I'm looking into purchasing a refrigerator and for some reason Mexico seems to want to get into the Memorial Sales bandwagon. The retailers don't seem to care what the other is offering so prices, delivery cost, availability, ect vary by retailer. I was hoping you could recommend a retailer where you had a good experience buying an appliance from.

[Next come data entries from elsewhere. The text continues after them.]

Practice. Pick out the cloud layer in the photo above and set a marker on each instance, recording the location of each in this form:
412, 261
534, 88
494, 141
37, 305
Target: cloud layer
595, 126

I've had way too many bad experiences buying appliances so I would really like to keep it from happening this go around. I'm looking in spending no more than $8000 pesos for a new fridge. I would like a Whirlpool, but LG and Samsung are ok if it's a good deal. Thanks.


----------



## Puertodise (Jul 9, 2013)

NCas said:


> I'm looking into purchasing a refrigerator and for some reason Mexico seems to want to get into the Memorial Sales bandwagon. The retailers don't seem to care what the other is offering so prices, delivery cost, availability, ect vary by retailer. I was hoping you could recommend a retailer where you had a good experience buying an appliance from.
> 
> I've had way too many bad experiences buying appliances so I would really like to keep it from happening this go around. I'm looking in spending no more than $8000 pesos for a new fridge. I would like a Whirlpool, but LG and Samsung are ok if it's a good deal. Thanks.


Hello NCas,
I have purchased all my appliances from Liverpool and would absolutely recommend them. They are always having sales, so you should be able to purchase something within your price range. They also deliver and install. 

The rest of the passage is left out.